Explaining Motion Relevance for Activity Recognition in Video Deep
Learning Models
- URL: http://arxiv.org/abs/2003.14285v1
- Date: Tue, 31 Mar 2020 15:19:04 GMT
- Title: Explaining Motion Relevance for Activity Recognition in Video Deep
Learning Models
- Authors: Liam Hiley and Alun Preece and Yulia Hicks and Supriyo Chakraborty and
Prudhvi Gurram and Richard Tomsett
- Abstract summary: A small subset of explainability techniques has been applied for interpretability of 3D Convolutional Neural Network models in activity recognition tasks.
We propose a selective relevance method for adapting the 2D explanation techniques to provide motion-specific explanations.
Our results show that the selective relevance method can not only provide insight on the role played by motion in the model's decision -- in effect, revealing and quantifying the model's spatial bias -- but the method also simplifies the resulting explanations for human consumption.

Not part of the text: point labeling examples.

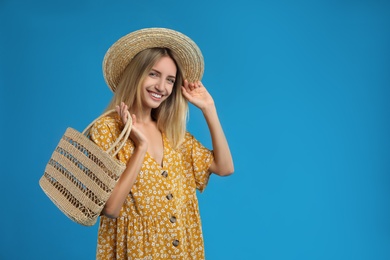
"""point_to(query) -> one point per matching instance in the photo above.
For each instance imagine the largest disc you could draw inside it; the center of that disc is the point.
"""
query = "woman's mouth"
(155, 95)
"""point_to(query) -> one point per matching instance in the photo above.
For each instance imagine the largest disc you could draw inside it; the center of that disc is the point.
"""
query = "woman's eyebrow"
(171, 76)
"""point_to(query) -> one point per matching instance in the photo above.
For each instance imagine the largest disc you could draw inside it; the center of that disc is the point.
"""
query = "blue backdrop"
(302, 89)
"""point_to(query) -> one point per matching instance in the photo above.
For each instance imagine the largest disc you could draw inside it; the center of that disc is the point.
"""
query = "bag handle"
(121, 138)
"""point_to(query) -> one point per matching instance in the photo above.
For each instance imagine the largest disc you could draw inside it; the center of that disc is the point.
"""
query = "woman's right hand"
(136, 135)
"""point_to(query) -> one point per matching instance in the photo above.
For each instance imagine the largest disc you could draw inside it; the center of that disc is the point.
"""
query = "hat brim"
(123, 51)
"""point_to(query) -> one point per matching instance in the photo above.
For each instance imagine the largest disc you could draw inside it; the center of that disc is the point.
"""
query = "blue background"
(302, 89)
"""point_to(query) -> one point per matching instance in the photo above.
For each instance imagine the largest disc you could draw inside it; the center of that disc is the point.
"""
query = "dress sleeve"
(198, 159)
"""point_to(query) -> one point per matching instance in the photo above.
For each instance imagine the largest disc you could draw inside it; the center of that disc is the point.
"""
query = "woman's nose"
(159, 85)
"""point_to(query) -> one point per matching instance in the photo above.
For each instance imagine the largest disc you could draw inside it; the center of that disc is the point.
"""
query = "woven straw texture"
(80, 176)
(123, 51)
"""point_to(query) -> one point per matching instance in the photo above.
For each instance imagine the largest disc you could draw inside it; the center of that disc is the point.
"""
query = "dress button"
(175, 242)
(165, 174)
(172, 219)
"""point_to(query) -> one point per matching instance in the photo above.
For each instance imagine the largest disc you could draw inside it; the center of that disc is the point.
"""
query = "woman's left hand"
(197, 94)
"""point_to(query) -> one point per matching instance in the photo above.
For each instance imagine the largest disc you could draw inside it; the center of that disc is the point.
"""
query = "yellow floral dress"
(160, 217)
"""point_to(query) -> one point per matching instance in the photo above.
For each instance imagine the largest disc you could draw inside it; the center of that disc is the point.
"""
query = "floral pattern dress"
(160, 217)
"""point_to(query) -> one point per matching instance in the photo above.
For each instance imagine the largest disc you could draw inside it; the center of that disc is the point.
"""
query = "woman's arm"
(134, 165)
(198, 95)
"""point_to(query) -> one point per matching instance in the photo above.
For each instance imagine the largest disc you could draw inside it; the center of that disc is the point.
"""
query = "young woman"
(153, 210)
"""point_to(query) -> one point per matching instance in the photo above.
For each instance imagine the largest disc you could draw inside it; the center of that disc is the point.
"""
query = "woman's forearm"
(223, 161)
(124, 184)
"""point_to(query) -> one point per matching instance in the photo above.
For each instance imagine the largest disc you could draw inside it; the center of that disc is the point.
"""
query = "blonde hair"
(171, 115)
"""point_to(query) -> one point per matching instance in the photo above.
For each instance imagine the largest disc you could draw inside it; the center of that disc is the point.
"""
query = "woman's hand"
(197, 94)
(136, 135)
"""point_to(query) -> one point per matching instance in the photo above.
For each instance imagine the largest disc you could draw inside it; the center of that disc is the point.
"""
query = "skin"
(155, 89)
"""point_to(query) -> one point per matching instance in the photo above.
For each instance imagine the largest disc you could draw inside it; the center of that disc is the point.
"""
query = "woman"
(153, 211)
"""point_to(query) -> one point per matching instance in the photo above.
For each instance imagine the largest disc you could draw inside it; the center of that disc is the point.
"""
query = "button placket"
(164, 174)
(175, 242)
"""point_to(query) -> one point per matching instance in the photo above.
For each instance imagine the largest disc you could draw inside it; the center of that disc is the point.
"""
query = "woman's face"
(159, 82)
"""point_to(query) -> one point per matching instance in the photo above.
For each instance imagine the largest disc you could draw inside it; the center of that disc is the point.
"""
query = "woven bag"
(80, 176)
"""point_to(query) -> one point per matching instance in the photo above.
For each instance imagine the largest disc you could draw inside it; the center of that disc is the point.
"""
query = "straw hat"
(123, 51)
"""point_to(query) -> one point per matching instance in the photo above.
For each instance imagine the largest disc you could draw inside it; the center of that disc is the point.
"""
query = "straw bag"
(80, 176)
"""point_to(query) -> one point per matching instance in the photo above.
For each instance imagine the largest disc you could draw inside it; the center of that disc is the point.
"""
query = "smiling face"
(159, 83)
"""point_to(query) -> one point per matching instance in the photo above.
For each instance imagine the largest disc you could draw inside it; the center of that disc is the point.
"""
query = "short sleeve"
(197, 159)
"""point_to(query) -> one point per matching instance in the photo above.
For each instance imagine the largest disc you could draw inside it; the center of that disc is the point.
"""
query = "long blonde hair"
(171, 115)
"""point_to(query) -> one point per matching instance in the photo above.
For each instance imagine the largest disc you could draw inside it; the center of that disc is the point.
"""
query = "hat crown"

- Score: 12.807049446839507
- License: http://arxiv.org/licenses/nonexclusive-distrib/1.0/
- Abstract: A small subset of explainability techniques developed initially for image
recognition models has recently been applied for interpretability of 3D
Convolutional Neural Network models in activity recognition tasks. Much like
the models themselves, the techniques require little or no modification to be
compatible with 3D inputs. However, these explanation techniques regard spatial
and temporal information jointly. Therefore, using such explanation techniques,
a user cannot explicitly distinguish the role of motion in a 3D model's
decision. In fact, it has been shown that these models do not appropriately
factor motion information into their decision. We propose a selective relevance
method for adapting the 2D explanation techniques to provide motion-specific
explanations, better aligning them with the human understanding of motion as
conceptually separate from static spatial features. We demonstrate the utility
of our method in conjunction with several widely-used 2D explanation methods,
and show that it improves explanation selectivity for motion. Our results show
that the selective relevance method can not only provide insight on the role
played by motion in the model's decision -- in effect, revealing and
quantifying the model's spatial bias -- but the method also simplifies the
resulting explanations for human consumption.